I don't watch TV because I want to decide what I watch, I don't want to stay in front of the screen and eat what they give. This really makes me feel angry. You stay in front of the TV, watching the news for instance, which I agree it's useful to be aware of what it's going on around, but your thoughts and feelings are being influenced by the scene, you are not the PILOT. So, you spent 1 hour watching and getting data of a bunch of things that you may don't care at all. And if you don't stop this, it starts to drive your time, thoughts, feelings, actions. You want to go to a spa, you want to buy that car, you are worried about the national economy, you want a better salary to be able to buy more things, you simply think that Africa is poor, Europe rich, and etcetera. Do you really want to go to a spa, do you really need to buy that car, etcetera?

Take the time to walk
When I see the main room of a house, normally the living room, arranged around the TV, I immediately think: our well-being and relax moments are determined by this screen. We sit around and watch. It is absolutely unacceptable for me. And I've been experiencing this for years.

I don't have a TV, but I have my laptop and I listen to the radio. I do watch videos, I do watch documentaries, I do listen to the news. But I select, I ask myself: is this video interesting for me?
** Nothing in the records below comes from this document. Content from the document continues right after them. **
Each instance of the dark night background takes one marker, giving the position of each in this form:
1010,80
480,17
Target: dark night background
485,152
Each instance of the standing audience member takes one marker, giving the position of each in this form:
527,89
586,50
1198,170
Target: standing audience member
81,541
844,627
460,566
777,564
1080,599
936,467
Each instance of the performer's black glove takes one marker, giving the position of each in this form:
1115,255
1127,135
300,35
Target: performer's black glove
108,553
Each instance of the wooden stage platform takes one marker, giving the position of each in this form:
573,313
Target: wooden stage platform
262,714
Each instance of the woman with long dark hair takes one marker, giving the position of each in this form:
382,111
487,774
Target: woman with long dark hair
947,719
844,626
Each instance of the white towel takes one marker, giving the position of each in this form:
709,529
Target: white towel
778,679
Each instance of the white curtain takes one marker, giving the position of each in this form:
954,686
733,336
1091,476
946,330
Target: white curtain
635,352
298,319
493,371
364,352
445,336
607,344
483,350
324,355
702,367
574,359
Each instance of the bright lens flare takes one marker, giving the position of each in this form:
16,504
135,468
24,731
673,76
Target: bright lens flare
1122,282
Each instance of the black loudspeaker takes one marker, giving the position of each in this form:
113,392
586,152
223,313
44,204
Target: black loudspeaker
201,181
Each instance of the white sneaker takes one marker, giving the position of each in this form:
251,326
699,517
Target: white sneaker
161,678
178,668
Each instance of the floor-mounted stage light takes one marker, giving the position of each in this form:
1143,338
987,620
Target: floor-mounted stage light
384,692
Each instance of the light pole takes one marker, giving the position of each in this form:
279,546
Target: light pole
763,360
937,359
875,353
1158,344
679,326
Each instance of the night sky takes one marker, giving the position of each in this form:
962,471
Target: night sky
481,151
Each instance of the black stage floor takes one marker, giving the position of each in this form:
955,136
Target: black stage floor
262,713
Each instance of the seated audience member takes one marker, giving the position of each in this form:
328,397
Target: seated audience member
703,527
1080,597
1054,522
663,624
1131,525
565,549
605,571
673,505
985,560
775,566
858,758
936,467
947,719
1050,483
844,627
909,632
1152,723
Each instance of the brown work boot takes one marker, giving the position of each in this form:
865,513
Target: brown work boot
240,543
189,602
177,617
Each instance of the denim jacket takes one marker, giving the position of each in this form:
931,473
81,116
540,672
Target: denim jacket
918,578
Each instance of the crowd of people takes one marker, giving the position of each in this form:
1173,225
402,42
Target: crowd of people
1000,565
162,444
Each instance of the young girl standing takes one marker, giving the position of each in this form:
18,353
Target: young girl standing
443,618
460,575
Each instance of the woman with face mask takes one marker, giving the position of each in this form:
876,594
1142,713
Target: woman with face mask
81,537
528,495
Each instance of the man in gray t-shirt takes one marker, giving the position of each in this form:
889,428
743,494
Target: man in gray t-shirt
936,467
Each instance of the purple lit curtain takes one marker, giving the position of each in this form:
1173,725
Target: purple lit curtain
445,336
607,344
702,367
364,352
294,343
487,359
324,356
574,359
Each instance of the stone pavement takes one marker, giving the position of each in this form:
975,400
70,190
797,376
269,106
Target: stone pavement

Can I get something positive from this thing that could contribute to build my path? This view is quite demanding, rigorous and strict. But it works! It takes you there where you want to be. You want to learn about home design? Ok, take an online course instead of watching random TV, and so on. 

So now, we arrive at THE point: what do you want to become? I still don't know but I keep wondering and in the way I become a PILOT.

This beautiful under control scene ended with a mildly injured knee. Yes, I swear.

 

*I would be grateful if someone could correct my text, thanks!